Water storage in many of the world’s biggest lakes has declined sharply in the last 30 years, according to a new study, with a cumulative drop of about 21.5 gigatons per year, an amount equal to the annual water consumption of the United States.
The loss of water in natural lakes can “largely be attributed to climate warming,” a team of scientists said as they published research today in Science that analyzed satellite data from 1,980 lakes and reservoirs between 1992 and 2020. When they combined the satellite images with climate data and hydrological models, they found “significant storage declines” in more than half of the bodies of water.
The combination of information from different sources also enabled the scientists to determine if the declines are related to climate factors, like increased evaporation and reduced river flows, or other impacts, including water diversions for agriculture or cities.

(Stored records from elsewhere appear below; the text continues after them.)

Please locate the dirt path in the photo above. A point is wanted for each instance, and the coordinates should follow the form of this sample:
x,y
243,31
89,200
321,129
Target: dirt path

A quarter of the world’s population lives in basins where lakes are drying up, they warned.
Vanishing lakes have already caused starvation and dislocation and increased the potential for international conflict, including in Africa, where Lake Chad is drying up, as well as in South America, where Bolivia’s Rhode Island-sized Lake Poopó, once the nation’s second largest body of water, disappeared over the last few decades.
The study identifies the Southwestern US as a troubled area, confirming the challenges spurred by dwindling water supplies in the nation’s two largest reservoirs, Lake Powell and Lake Meade on the Colorado River.
The new study showed lake water storage loss prevailed across major global regions including much of interior Asia and the Middle East, northeastern Europe, as well as Oceania, North and South America, and southern Africa. A total of 457 natural lakes had significant water losses of about 38 gigatons per year, while 234 lakes showed water storage gains and 360—about a third of the studied lakes—showed no significant change.
Only about one-third of the total decline of water storage in drying lakes is offset by increases in other lakes, and the water bodies with rising levels are mainly in remote and sparsely populated regions like the Inner Tibetan Plateau, the Northern Great Plains in the US, and the Great Rift Valley in Africa. These storage increases were driven mainly by changes in precipitation and runoff, the study concluded.
Uncertainty about the Great Lakes
The research did not find a climate warming fingerprint affecting the Great Lakes, but that doesn’t mean it’s not there. During the 1992-2020 study period, water levels in the Great Lakes dropped steeply and then increased sharply again due to big swings in rainfall. The researchers’ analysis didn’t show a global warming signal, said lead author Fangfang Yao, who studies surface water changes at the Cooperative Institute for Research in Environmental Sciences at the University of Colorado Boulder.
“Lake Michigan-Huron shows no trend during our study period. Lakes Superior and Erie both of them show an overall increasing trend, suggesting the greater role of natural climate variability,” Yao said.